Data-processing applications are posing increasingly significant challenges to scheduling in
today’s computing clusters. The presence of data induces an extremely heterogeneous cluster
where processing speed depends on the task-server pair. The situation is further complicated by ever-changing technologies of networking, memory, and software architecture. As a result, a suboptimal scheduling algorithm causes unnecessary delay in job completion and wastes system capacity.

We propose a versatile model featuring a multi-class parallel-server system that readily incorporates the different characteristics of a variety of systems. The model had been studied by Harrison, Williams and Stolyar. However, to achieve delay optimality in heavy-traffic with unknown arrival rate vectors has remained an open problem.

We propose a novel algorithm that achieves delay optimality with unknown arrival rates.

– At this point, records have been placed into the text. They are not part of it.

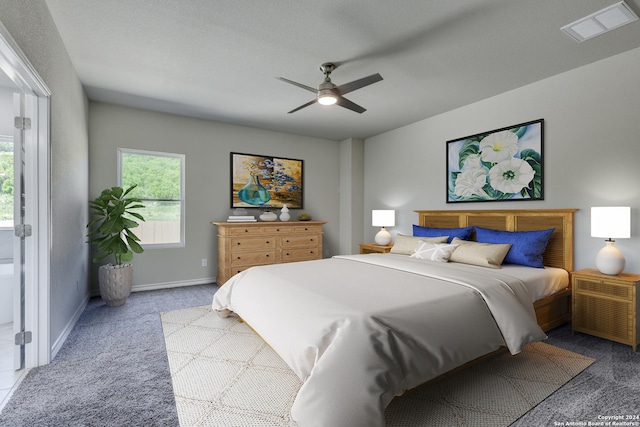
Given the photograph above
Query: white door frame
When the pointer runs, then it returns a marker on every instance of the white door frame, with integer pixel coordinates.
(38, 209)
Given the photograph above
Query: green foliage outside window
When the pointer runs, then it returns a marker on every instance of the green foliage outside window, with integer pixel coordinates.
(158, 180)
(6, 181)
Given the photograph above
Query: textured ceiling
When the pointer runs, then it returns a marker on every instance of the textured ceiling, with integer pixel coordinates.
(219, 59)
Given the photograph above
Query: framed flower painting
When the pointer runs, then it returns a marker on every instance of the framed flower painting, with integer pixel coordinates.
(265, 181)
(502, 164)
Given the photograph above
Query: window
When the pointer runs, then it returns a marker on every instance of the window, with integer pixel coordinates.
(160, 179)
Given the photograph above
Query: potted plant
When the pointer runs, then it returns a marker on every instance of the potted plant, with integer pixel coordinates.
(110, 230)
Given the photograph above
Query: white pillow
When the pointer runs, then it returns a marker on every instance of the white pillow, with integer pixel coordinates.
(440, 252)
(482, 254)
(406, 245)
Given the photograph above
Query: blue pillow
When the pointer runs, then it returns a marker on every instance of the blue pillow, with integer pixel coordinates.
(460, 233)
(527, 247)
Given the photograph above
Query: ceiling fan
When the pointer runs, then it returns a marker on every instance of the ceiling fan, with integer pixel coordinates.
(328, 93)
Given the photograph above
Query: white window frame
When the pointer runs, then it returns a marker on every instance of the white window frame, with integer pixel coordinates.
(122, 151)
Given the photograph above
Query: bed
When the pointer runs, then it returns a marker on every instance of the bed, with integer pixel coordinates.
(356, 342)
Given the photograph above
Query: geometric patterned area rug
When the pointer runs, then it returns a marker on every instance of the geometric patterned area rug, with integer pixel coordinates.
(223, 374)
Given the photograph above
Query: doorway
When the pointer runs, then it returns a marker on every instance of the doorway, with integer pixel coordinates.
(24, 116)
(12, 361)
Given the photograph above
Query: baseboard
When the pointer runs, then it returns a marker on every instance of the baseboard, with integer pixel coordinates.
(57, 345)
(166, 285)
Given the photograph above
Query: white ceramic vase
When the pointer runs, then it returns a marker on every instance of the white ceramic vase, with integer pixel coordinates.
(268, 216)
(115, 283)
(284, 213)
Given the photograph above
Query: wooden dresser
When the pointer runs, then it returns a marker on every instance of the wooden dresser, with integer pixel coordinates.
(245, 244)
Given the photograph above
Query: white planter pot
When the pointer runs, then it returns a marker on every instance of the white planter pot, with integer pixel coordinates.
(115, 283)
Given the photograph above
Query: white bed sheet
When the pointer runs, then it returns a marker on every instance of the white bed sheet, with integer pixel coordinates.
(361, 329)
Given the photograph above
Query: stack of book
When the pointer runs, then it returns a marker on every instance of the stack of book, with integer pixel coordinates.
(241, 218)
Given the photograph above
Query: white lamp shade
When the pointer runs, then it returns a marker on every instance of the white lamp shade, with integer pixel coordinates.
(611, 222)
(383, 218)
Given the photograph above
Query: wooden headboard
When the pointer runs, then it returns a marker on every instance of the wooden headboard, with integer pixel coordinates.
(559, 251)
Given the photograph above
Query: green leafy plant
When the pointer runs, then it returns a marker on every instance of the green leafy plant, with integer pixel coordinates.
(110, 230)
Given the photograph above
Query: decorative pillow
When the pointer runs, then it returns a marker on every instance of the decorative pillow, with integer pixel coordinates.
(406, 245)
(527, 247)
(461, 233)
(482, 254)
(440, 252)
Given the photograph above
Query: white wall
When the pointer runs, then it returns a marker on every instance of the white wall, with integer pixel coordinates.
(351, 194)
(591, 151)
(33, 29)
(206, 145)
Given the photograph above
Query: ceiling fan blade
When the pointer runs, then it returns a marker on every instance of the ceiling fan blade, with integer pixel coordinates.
(303, 106)
(344, 102)
(300, 85)
(357, 84)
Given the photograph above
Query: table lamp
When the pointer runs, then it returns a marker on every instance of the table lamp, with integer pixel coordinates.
(383, 218)
(610, 222)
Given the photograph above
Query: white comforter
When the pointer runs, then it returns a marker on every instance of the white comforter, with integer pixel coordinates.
(362, 329)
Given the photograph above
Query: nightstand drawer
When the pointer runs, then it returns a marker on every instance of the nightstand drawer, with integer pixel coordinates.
(606, 306)
(601, 287)
(606, 318)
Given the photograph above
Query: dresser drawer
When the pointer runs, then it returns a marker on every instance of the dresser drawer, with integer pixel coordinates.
(244, 231)
(600, 287)
(252, 243)
(307, 229)
(299, 241)
(299, 254)
(252, 258)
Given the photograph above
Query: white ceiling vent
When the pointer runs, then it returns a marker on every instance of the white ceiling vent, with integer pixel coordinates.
(607, 19)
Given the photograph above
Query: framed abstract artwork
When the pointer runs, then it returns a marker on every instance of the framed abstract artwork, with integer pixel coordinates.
(266, 181)
(498, 165)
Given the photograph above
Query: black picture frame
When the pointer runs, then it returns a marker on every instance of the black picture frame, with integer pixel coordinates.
(259, 181)
(504, 164)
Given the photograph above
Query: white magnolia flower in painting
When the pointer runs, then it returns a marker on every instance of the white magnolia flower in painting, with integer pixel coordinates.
(511, 176)
(470, 182)
(499, 146)
(473, 161)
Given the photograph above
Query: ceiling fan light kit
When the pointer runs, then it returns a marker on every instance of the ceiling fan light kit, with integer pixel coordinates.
(328, 93)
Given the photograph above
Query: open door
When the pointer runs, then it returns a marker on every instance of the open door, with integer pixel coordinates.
(21, 232)
(31, 205)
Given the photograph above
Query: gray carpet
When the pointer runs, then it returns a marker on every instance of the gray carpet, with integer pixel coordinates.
(113, 371)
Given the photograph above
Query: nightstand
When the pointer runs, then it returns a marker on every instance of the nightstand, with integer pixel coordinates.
(606, 306)
(372, 248)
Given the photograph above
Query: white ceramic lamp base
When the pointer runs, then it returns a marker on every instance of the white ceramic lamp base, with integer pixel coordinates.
(383, 238)
(610, 260)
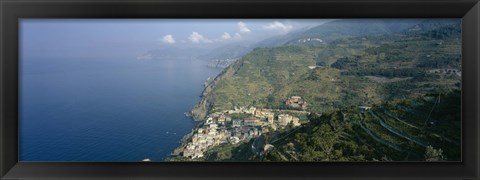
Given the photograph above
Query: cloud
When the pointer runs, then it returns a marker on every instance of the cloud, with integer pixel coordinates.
(242, 28)
(278, 26)
(196, 37)
(168, 39)
(237, 36)
(226, 36)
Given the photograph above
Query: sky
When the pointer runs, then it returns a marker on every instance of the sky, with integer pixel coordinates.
(131, 37)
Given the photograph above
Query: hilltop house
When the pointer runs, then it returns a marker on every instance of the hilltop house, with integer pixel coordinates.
(284, 119)
(251, 122)
(237, 123)
(296, 101)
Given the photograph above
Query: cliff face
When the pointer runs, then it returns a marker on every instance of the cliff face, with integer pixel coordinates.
(199, 112)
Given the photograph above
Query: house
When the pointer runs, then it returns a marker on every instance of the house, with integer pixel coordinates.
(364, 108)
(237, 123)
(284, 119)
(221, 119)
(270, 118)
(251, 122)
(263, 113)
(250, 110)
(295, 121)
(296, 101)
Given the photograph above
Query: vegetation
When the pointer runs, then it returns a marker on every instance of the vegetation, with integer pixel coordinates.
(411, 77)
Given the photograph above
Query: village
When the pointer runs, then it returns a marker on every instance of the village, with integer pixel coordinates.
(226, 126)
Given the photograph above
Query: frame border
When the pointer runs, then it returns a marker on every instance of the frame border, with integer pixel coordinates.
(12, 10)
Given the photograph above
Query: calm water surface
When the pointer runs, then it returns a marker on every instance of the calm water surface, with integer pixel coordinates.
(98, 109)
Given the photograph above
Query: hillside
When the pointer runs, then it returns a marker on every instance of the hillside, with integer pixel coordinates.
(396, 131)
(352, 71)
(381, 97)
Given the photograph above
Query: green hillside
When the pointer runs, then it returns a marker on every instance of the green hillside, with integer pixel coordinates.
(395, 131)
(352, 71)
(411, 80)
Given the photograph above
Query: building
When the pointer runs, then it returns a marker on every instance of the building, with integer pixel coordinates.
(284, 119)
(270, 118)
(251, 122)
(250, 110)
(221, 119)
(296, 101)
(237, 123)
(364, 108)
(295, 121)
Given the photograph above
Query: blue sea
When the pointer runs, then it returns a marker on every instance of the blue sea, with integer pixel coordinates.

This enables the application of the algorithm to data-centric clusters. New proof techniques were required including construction of an ideal load decomposition. To demonstrate the effectiveness of the algorithm, we implemented a Hadoop MapReduce scheduler and showed that it achieves >10X improvement over existing schedulers.

Bio:
Qiaomin Xie is a final-year Ph.D. candidate in the Department of Electrical and Computer Engineering at the University of Illinois Urbana-Champaign. She received a B.E. in Electronic Engineering from Tsinghua University in 2010. Her research focuses on scalability, multi-resource packing and scheduling of efficient data-centric systems. She is the recipient of the Yi-Min Wang and Pi-Yu Chung Research Award (2015), and best paper award from IFIP Performance Conference (2011).